LANSING HOME HEALTH BUSINESS OWNER SENTENCED TO PRISON FOR OBSTRUCTING THE IRS BY EVADING PAYMENT AND FALSIFYING QUARTERLY TAX RETURNS TOTALLING OVER $250,000.00
GRAND RAPIDS, MICHIGAN – U.S. Attorney Patrick Miles announced today that George Adatsi, age 49, of Lansing, Michigan, was sentenced to eighteen months imprisonment after pleading guilty to a felony tax offense of obstructing the IRS. U.S. Attorney Miles was joined in the announcement by Special Agent in Charge Erick Martinez, Internal Revenue Service (IRS) Criminal Investigation Division.
At the sentencing hearing, U.S. States District Judge Janet T. Neff also imposed restitution of $204,406.00; a fine of $4,000.00; and one year of supervised release following imprisonment.
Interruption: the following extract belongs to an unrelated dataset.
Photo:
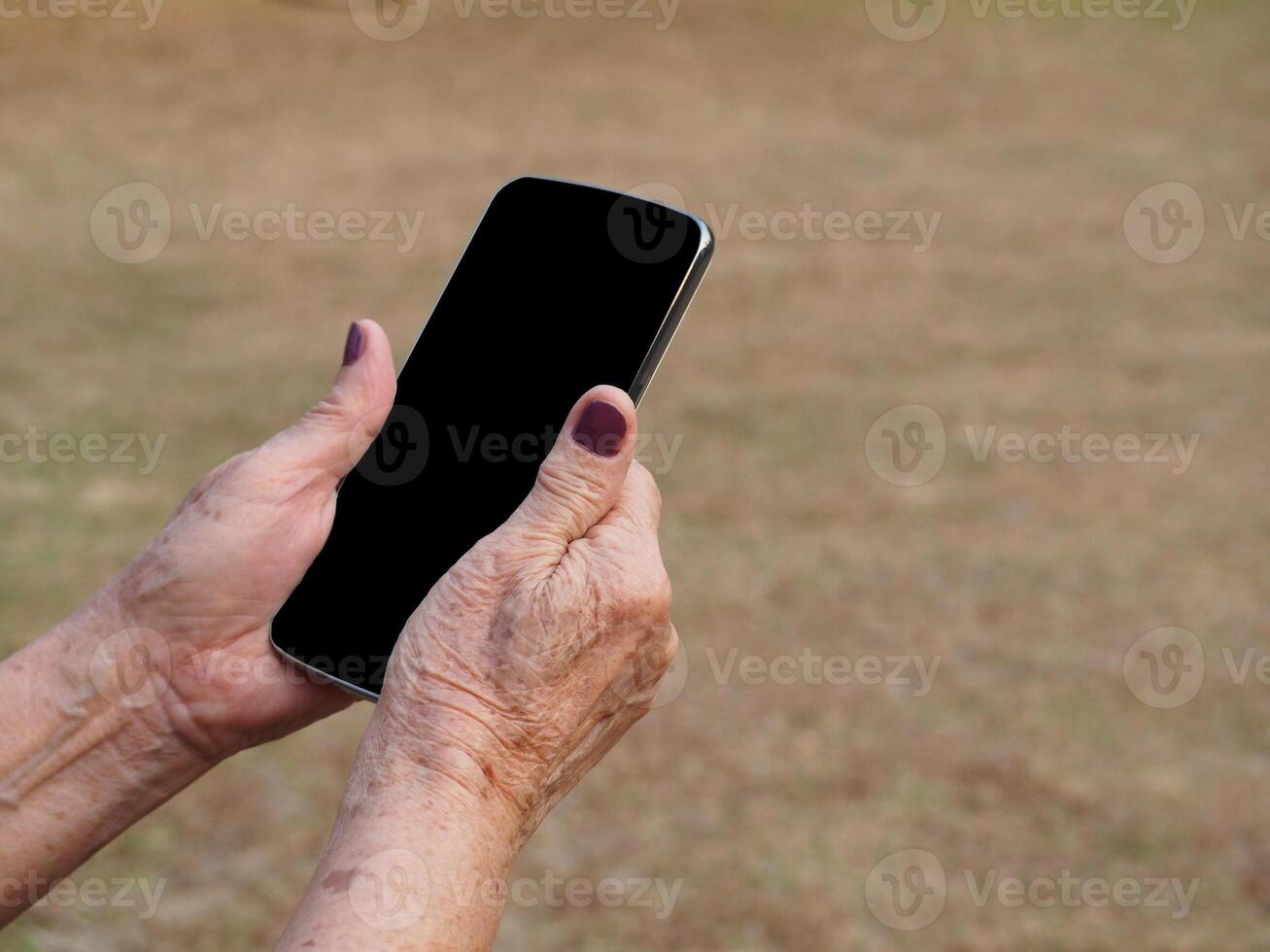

Adatsi was the owner of two companies, Health Staffers, Inc. (HSI) and Health Staffers of Michigan, Inc. (HSMI) that employed nurses and home health aides who provided health care services in private homes and nursing homes. During the 2001 through 2003 tax years, Adatsi failed to pay over to the IRS the Social Security and Medicare (commonly referred to as “FICA”) taxes withheld from the employees of HSI. Adatsi admitted that he did not forward to the IRS $121,214 of FICA taxes withheld from his employees from 2001 through 2003 and that he later intentionally hid assets from the IRS to avoid payment of this amount.
Adatsi further admitted that from 2004 through 2008 he filed false Form 941 Quarterly Federal Tax Returns that under reported HSMI’s gross wages paid to its employees and, consequently, under reported both the income taxes and FICA taxes withheld from the HSMI employees. Adatsi acknowledged that the total of the underreported employment taxes was an additional $129,929.
“Adatsi grossly under reported the wages of his employees. He hid assets from the IRS and claimed he did not have the money to pay the taxes which he had already collected from his employees,” said Special Agent in Charge Erick Martinez. “The law is clear on the issue of employers’ responsibility to accurately report and forward withholding taxes and to deal honestly with the IRS.”
The investigation of this case was conducted by the IRS, and prosecuted by Assistant U.S. Attorney Ray Beckering.